An obvious example of an operation that goes wrong in these situations is the length operator. If you use UTF-8, Chinese characters are going to each report a length of 3, while in UTF-16, astral characters will each report a length of 2. Think this doesn’t matter? What about Twitter? On Twitter, you have to type messages into 140 characters. That’s 140 characters, not 140 bytes. Imagine if Twitter ate up three “characters” every time you hit a key (if you spoke Chinese, for example). Fortunately, Twitter does it correctly, even for astral characters. I just tweeted the following:

𝐓𝐰𝐢𝐭𝐭𝐞𝐫 𝐬𝐮𝐩𝐩𝐨𝐫𝐭𝐬 𝐚𝐬𝐭𝐫𝐚𝐥 𝐜𝐡𝐚𝐫𝐚𝐜𝐭𝐞𝐫𝐬 — 𝐞𝐚𝐜𝐡 𝐨𝐧𝐞 𝐜𝐨𝐮𝐧𝐭𝐬 𝐚𝐬 𝐚 𝐬𝐢𝐧𝐠𝐥𝐞 𝐜𝐡𝐚𝐫𝐚𝐜𝐭𝐞𝐫. 𝐈𝐭’𝐬 𝐧𝐨𝐭 𝐭𝐡𝐞 𝐬𝐢𝐳𝐞 𝐨𝐟 𝐭𝐡𝐞 𝐭𝐰𝐞𝐞𝐭 𝐭𝐡𝐚𝐭 𝐜𝐨𝐮𝐧𝐭𝐬, 𝐢𝐭’𝐬 𝐡𝐨𝐰 𝐲𝐨𝐮 𝐮𝐬𝐞 𝐢𝐭.

Notice that the text is unusually bold — these are no ordinary letters. They are MATHEMATICAL BOLD letters, which are astral characters. For example, the ‘𝐓’ is U+1D413 MATHEMATICAL BOLD CAPITAL T. The tweet contains exactly 140 characters — 28 ASCII, 3 in the basic multilingual plane, and 109 astral. In UTF-16, it comprises 249 code units, while in UTF-8, it comprises 473 bytes. Yet it was accepted in Twitter’s 140 character limit, because they count characters. I would guess that Twitter’s counting routines are written in both Scala and JavaScript, which means that in both versions, the engineers would need to have specially considered surrogate pairs as a single character. Had Twitter been written in a more Unicode-aware language, they could just have called the length method and not given it another thought.

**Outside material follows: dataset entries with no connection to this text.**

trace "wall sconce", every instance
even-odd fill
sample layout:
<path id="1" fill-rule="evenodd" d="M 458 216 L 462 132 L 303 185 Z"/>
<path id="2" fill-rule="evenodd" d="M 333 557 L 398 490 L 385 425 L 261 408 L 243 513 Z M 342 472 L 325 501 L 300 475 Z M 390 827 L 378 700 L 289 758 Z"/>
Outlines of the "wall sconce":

Let’s quickly look at the way Tomboy (a note taking app written in C# on the Mono/.NET platform) loads notes from XML files. I discovered a bug in Tomboy where the entire document would be messed up if you type an astral character, save, quit, and load. It turns out that one function is keeping an int “offset” which counts the number of “characters” (actually code units) read, and passes the offset to another function, which “returns the location at a particular character offset.” This one really means character. Needless to say, one astral character means that the character offset is too high, resulting in a complete mess. Why is it the programmer’s responsibility to deal with these concepts?

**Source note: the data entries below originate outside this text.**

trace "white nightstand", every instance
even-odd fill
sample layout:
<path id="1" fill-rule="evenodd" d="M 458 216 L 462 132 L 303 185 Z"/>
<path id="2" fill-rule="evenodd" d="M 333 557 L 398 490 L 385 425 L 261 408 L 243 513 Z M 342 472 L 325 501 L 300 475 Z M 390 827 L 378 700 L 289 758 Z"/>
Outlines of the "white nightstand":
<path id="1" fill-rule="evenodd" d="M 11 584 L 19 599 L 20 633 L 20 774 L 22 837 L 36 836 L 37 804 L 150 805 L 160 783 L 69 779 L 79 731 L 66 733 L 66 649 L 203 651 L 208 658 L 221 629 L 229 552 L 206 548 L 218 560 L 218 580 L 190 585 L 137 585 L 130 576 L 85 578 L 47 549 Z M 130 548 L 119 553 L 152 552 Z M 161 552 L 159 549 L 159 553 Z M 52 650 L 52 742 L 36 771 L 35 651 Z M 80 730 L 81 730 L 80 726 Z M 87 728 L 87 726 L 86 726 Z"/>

Other software I’ve found that doesn’t handle astral characters correctly includes Bugzilla (ironically, I discovered this when it failed to save my report of the above Tomboy bug) and FileFormat.info (an otherwise-fantastic resource for Unicode character information). The latter shows what can happen when a UTF-16 string is encoded to UTF-8 without a great deal of care, presumably due to an underlying language exposing a UTF-16 string representation.

A common theme here is programmer confusion. While these problems can be solved with enough effort, the leaky abstraction forces the programmer to expend effort that could be spent elsewhere. Importantly, it makes documentation more difficult. Any language with byte- or code-unit-oriented strings forces programmers to clarify what they mean every time they say “length” or “n characters”. Only when the language completely hides the encoding details are programmers free to use the phrase “n characters” unambiguously.

What about performance?

The most common objection to character-oriented strings is that it impacts the performance of strings. If you have an abstract Unicode string that uses UTF-8 or UTF-16, your indexing operation (charAt) goes from O(1) to O(n), as you must iterate over all of the variable-length code points. It is easier to let the programmer suffer an O(1) charAt that returns code units rather than characters. Alternatively, if you have an abstract Unicode string that uses UTF-32, you’ll be fine from a performance standpoint, but you’ve made strings take up two or four times as much space.

But let’s think about what this really means. The performance argument really says, “it is better to be fast than correct.” That isn’t something I’ve read in any software engineering book. Conventional wisdom is the opposite: 1. Be correct — in all cases, not just the common ones, 2. Be fast (here it is OK to optimise for the common cases). While performance is an important consideration, is unbelievable to me that designers of high-level languages would prioritise speed over correctness. (Again, you could argue that a code unit interface is not “incorrect,” merely “low level,” but hopefully this post shows that it frequently results in incorrect code.)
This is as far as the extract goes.